By Barbara Mendoza
I joined the Lung Cancer Alliance (LCA) as Office Manager in June 2015. Having worked in nonprofit organizations and office management for almost my entire career, I feel quite at home in my work. I enjoy the nitty gritty aspects of administrative tasks, the sense of completion of checklists and solutions. And though “office work” may sound dull to some, most administrative professionals in the world of nonprofits know that it is anything but! Another plus is when your organization seeks to make a difference in peoples’ lives and you realize that the mundane “office work” you do helps to support those on the frontlines of making that difference. You realize that life is more than profit margins.
My experience at LCA, however, has struck at a deeper level. A dear friend of mine was diagnosed with advanced small cell lung cancer in late 2013 and by last June had already been through chemotherapy and several clinical trials. His illness had brought me to my knees. In one of those weird confluences of how life sometimes works, I happened to be looking for new employment and also just happened to come across the job listing at LCA. Needless to say, my world came together.

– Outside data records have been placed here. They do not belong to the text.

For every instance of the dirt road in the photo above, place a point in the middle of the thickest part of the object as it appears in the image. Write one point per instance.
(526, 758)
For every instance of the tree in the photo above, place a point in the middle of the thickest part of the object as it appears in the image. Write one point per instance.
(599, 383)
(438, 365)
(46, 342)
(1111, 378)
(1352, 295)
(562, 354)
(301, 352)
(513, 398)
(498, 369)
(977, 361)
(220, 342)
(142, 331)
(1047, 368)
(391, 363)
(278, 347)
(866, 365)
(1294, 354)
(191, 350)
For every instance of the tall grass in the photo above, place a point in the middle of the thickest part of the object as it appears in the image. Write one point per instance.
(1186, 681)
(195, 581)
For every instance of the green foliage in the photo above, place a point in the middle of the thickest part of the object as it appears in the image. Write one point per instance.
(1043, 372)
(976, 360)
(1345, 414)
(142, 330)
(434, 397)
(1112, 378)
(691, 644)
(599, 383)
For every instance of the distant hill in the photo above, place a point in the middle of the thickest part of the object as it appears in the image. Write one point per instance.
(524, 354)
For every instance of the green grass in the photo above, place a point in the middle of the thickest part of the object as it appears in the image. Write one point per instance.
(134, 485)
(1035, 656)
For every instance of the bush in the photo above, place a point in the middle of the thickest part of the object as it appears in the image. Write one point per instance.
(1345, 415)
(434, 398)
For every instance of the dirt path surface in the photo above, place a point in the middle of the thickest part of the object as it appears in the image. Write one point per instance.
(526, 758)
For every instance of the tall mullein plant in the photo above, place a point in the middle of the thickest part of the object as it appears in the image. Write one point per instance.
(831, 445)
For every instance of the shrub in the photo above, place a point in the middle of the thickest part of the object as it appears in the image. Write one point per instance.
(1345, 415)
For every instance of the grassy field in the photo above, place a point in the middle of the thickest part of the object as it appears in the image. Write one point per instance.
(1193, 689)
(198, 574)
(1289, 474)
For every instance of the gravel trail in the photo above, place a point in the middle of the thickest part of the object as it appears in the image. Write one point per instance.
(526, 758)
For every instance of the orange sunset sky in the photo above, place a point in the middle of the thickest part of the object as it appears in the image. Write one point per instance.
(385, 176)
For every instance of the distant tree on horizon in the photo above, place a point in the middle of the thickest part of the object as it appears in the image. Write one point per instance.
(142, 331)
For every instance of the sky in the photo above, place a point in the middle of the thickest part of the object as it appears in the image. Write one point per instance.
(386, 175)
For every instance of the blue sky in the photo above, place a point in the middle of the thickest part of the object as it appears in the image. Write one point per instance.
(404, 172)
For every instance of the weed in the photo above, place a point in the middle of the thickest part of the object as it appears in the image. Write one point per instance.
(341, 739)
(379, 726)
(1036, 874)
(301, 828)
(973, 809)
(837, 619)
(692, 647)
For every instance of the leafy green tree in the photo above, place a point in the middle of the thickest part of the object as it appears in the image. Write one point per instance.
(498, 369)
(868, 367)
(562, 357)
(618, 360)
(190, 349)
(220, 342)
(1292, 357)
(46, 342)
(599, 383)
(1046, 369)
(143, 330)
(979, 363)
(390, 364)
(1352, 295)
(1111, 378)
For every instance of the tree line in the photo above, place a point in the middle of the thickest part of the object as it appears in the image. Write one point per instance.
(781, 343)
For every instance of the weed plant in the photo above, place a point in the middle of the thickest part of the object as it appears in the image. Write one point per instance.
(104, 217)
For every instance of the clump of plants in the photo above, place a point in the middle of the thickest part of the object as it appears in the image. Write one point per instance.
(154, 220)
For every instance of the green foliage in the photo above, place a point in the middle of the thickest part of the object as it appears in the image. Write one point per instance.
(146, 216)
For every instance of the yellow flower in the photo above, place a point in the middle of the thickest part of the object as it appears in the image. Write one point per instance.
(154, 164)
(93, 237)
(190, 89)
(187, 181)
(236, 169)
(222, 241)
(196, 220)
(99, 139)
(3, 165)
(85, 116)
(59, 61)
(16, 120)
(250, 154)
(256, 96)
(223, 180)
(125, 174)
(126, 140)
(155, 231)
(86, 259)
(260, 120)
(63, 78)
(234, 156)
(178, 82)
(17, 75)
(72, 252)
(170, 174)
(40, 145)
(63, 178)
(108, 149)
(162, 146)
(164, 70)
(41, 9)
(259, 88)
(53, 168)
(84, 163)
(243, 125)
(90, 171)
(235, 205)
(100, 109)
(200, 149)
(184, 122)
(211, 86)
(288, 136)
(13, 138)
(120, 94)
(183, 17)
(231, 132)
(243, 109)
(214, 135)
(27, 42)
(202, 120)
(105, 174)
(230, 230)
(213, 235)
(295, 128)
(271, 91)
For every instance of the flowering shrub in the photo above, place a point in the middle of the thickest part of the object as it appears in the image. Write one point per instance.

One of LCA’s many strengths is its deep well of support for lung cancer patients, families, friends, and caregivers through phone support, education resources, information, public awareness, fighting for research funding (lung cancer has the highest level of cancer deaths — more than breast, colon and prostate cancers combined –and yet is one of the least funded in research and treatment) and early screening.
In working with my new colleagues, I found that support on a personal level. They were there for me from the beginning, when my friend died a few months later, as well as now – for cancer is something that turns the timeline of our lives into “Before…” and handling “The New Normal” – treatment, survival, grief. It also turns a person on the administrative side into a frontline soldier. A deliveryman remarks that he has just been diagnosed with lung cancer and I’m able to direct him to resources, treatment centers and further assistance. I become outspoken now at the stigma lung cancer has – people asking upon hearing someone’s diagnosis “Oh, did he smoke?” even before saying “I’m sorry to hear that” — when in fact, almost 20% of lung cancer patients are never-smokers, and 60% have quit decades ago. Stigma causes underfunding of research dollars and adds unfair judgment and suffering to people and families who have enough on their plate already.
I am thankful that I am able to be a piston driving the engines of the nonprofit world. I am thankful that I can help extend a hand of hope to fellow human beings and fight the good fight to honor my friend’s life. One can find passion and purpose even in the most routine things. I found mine.